Travel Managers Still Worry About Leakage
One of the most prominent trends found by a recent GBTA study was that payment plays a critical role in their company’s travel management program, and they are especially sensitive to areas of corporate card misuse or leakage. According to the study: “Card and expense data are the primary source of information used to make decisions about vendors and policies. In addition, payment products can provide additional control, enabling companies to restrict purchases that do not comply with their travel policy. These capabilities may become even more important, as a result of two trends. First, airlines are increasingly relying on revenue from add-ons such as baggage fees, early boarding, and seat upgrades. Since these are generally purchased outside corporate booking channels, it is important to have control over and visibility into these purchases. Second, travel management companies are investing heavily in data analysis capabilities, which can help companies make more informed decisions.” Key takeaway: If you’re not transparent in your fees, or your business travelers frequently make requests that are outside the parameters of their policy, you could be penalized by the company or potentially passed over at renewal time because of those “excessive costs” incurred by the traveler. Know the limitations of your corporate traveler’s policy, work in flexibility with the manager beforehand (in writing), and make it clear and very detailed in your reports. Suggest ways to eliminate add-ons, save for emergency situations.
Why Travel Managers Are Embracing Bleisure
Extending either side of the business trip is actually catching on favorably with companies. Noting that their business travelers can easily become road-weary with frequent on-the-go meetings, companies are witnessing the benefits of bleisure in attitude, job satisfaction, and improved overall health. Companies also report less absenteeism. An even bigger driver, however, might just be cost: When business travelers tack on a few extra days, they are more likely to return home on a Saturday—which often means lower airline rates for the off-peak travel time.
Strong Summer and Fall Ahead for Leisure Travelers
Travel insurer Generali Global Assistance recently completed its annual summer forecast with strong, positive results. After two slightly slower years in 2016 and 2017, Americans are traveling again, with some 68 percent planning to venture beyond their homes this summer for an average duration of 1.5 weeks.
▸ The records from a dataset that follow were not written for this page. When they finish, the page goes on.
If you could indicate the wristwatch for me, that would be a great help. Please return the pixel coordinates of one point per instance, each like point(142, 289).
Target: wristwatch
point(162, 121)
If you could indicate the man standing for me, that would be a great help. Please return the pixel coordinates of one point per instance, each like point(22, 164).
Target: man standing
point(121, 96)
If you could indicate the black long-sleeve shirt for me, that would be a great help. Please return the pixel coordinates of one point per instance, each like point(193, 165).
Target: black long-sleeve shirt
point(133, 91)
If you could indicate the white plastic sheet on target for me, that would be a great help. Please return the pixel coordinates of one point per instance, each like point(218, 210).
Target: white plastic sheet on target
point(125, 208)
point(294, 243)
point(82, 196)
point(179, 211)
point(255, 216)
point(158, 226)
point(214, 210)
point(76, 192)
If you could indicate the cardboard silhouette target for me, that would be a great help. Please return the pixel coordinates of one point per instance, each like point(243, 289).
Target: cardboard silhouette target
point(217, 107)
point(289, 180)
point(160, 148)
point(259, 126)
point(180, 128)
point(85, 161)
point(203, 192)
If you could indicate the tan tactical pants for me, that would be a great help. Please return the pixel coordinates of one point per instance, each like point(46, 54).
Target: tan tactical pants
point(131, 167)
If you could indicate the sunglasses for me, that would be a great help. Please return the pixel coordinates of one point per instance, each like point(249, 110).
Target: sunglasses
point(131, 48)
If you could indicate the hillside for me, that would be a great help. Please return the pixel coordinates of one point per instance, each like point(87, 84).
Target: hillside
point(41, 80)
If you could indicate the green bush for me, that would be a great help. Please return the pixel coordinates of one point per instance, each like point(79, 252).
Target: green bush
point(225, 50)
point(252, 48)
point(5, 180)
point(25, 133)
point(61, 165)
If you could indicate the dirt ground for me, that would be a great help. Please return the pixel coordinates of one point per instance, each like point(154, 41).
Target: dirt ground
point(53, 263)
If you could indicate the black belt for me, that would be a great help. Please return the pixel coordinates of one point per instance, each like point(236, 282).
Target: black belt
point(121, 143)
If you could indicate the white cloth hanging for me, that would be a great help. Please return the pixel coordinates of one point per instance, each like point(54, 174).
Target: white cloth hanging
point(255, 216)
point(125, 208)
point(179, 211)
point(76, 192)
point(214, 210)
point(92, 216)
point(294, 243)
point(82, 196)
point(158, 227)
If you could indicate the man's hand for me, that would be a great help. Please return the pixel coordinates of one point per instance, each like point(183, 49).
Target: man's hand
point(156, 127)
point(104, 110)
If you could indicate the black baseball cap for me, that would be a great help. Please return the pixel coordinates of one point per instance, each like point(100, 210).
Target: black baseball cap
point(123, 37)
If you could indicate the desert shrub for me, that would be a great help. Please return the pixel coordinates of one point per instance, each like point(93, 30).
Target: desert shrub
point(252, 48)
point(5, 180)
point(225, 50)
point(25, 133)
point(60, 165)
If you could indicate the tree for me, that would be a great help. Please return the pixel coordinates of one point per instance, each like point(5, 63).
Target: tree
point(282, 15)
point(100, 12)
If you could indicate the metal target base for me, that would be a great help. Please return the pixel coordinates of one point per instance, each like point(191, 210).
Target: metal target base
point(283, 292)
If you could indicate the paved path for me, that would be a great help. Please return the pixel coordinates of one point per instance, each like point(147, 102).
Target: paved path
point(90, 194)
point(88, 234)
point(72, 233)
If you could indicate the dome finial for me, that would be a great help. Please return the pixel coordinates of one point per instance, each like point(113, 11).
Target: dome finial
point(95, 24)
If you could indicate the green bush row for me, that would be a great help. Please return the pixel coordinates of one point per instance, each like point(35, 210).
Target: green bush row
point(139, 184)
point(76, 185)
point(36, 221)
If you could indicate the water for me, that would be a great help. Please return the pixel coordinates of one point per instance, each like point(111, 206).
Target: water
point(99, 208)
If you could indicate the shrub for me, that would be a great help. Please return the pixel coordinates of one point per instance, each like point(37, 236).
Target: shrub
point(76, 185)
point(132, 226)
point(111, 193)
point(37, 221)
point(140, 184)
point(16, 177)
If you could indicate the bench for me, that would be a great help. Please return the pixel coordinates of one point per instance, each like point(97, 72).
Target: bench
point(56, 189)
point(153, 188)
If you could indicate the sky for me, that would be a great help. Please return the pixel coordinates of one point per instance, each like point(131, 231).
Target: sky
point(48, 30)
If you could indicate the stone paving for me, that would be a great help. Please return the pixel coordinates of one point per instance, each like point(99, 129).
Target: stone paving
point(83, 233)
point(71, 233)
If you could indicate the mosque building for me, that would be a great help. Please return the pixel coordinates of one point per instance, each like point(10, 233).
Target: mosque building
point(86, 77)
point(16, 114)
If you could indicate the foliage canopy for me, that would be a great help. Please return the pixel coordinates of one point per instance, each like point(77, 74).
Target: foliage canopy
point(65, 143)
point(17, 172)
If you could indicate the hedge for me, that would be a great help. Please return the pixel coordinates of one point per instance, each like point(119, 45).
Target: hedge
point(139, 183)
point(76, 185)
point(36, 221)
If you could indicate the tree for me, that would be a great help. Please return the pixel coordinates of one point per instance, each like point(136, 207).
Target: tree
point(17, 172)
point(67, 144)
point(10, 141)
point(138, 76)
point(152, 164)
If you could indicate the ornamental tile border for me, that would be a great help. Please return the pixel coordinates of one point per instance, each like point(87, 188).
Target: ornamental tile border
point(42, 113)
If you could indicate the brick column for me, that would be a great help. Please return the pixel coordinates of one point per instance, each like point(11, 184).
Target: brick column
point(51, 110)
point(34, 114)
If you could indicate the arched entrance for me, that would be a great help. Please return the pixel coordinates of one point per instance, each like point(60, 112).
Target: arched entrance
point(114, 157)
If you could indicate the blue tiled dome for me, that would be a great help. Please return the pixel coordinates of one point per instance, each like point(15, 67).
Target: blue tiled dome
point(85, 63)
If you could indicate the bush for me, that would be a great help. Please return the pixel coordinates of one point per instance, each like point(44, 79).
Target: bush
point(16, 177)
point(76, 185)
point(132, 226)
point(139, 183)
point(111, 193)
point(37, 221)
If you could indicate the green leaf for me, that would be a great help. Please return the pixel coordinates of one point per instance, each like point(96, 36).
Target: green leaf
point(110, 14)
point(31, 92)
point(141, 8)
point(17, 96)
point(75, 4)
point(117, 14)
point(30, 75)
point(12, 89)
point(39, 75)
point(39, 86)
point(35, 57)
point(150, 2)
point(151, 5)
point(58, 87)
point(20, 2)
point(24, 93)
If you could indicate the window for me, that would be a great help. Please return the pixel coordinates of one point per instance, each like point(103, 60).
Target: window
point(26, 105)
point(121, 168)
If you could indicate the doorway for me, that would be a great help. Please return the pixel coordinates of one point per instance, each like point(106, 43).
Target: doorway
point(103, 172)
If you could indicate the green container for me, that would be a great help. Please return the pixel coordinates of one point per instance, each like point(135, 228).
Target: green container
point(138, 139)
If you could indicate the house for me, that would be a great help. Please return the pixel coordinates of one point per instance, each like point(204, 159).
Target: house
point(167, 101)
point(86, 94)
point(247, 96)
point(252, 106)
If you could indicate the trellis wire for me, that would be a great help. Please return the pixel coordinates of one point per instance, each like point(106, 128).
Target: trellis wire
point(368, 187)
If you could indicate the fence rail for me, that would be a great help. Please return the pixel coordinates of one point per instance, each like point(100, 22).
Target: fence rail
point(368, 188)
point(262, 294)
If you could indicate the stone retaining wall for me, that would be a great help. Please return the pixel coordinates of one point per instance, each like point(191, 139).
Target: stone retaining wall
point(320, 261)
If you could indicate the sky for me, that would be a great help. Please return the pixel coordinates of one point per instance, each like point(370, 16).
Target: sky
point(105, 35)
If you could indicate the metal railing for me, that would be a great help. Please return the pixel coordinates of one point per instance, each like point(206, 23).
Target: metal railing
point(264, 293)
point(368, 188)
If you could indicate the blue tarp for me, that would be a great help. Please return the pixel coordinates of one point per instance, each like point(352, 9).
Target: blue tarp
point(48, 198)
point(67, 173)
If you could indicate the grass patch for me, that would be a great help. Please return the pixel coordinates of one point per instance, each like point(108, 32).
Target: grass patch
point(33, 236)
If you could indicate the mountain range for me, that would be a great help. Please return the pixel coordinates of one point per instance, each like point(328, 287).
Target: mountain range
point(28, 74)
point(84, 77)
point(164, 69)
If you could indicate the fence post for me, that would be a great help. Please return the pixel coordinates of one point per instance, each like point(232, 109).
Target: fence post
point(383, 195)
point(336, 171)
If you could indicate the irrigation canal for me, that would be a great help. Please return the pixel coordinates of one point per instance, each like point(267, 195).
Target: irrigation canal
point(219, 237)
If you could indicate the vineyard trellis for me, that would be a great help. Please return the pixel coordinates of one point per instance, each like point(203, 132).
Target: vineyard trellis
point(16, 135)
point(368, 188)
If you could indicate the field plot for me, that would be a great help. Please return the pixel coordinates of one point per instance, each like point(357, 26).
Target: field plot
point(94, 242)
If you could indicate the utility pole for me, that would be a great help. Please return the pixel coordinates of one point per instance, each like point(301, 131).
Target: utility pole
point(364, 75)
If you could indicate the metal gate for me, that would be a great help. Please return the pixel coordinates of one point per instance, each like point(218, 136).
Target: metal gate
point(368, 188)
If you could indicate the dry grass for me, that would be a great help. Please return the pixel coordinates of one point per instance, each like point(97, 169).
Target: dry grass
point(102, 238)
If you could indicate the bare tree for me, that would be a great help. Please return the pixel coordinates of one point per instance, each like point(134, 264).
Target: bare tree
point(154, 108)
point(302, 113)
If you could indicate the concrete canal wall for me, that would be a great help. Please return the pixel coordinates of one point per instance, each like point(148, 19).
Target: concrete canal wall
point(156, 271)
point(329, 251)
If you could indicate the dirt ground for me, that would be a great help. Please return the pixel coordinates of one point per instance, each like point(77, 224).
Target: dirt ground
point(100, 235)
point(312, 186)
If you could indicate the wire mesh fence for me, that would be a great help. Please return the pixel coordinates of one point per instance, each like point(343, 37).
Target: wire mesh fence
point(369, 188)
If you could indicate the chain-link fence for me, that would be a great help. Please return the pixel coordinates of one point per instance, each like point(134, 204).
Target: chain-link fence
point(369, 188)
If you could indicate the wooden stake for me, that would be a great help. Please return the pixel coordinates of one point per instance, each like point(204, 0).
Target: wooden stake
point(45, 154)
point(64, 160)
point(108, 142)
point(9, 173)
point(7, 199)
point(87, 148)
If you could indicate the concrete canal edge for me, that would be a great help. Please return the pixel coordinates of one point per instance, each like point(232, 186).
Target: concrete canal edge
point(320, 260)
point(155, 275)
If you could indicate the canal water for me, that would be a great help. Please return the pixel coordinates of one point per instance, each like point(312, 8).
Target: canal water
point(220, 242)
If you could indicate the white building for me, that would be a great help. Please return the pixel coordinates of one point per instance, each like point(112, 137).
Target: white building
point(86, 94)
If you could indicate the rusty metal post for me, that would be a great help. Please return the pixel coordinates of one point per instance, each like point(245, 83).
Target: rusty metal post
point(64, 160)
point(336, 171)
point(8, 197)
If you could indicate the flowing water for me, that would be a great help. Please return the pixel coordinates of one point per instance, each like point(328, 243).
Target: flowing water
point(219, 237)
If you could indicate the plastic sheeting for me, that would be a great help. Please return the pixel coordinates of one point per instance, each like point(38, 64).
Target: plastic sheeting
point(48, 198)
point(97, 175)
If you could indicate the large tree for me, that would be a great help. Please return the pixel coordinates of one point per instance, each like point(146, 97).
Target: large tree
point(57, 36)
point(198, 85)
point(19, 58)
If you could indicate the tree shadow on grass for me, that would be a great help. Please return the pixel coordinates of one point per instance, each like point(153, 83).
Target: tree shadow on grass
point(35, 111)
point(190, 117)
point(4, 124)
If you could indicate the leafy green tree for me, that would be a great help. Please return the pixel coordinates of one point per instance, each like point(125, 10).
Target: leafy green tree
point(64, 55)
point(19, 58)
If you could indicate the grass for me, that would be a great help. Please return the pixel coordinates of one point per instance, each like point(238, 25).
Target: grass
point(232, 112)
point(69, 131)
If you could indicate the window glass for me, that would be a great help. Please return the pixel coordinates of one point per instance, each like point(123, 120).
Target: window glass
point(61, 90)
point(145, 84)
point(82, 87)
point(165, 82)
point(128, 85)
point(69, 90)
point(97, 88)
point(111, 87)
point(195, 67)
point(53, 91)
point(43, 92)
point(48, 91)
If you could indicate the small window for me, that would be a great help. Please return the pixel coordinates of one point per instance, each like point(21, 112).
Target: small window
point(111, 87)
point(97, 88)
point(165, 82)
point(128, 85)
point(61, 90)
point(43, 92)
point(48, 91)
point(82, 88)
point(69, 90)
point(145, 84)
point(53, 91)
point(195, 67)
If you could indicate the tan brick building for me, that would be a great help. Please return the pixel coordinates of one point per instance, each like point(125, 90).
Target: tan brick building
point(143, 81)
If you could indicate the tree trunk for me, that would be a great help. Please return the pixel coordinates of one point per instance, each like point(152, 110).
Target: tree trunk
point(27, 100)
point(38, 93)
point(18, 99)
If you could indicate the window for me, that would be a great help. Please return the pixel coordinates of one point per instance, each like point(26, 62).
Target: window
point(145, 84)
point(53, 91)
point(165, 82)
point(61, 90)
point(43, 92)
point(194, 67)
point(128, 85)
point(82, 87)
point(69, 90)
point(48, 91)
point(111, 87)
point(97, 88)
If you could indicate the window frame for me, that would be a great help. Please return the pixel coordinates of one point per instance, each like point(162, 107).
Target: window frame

Most Americans in the study cited visiting friends and family for their reason to hit the road while Europeans—those kings of unplugging—cite relaxation as their primary goal. American travelers were more likely to stay within the contiguous U.S. for their travel, though budgets, although consistent, have remained somewhat flat. Younger travelers are again seeking “experience” travel and are more interested in eco-tourism here and abroad.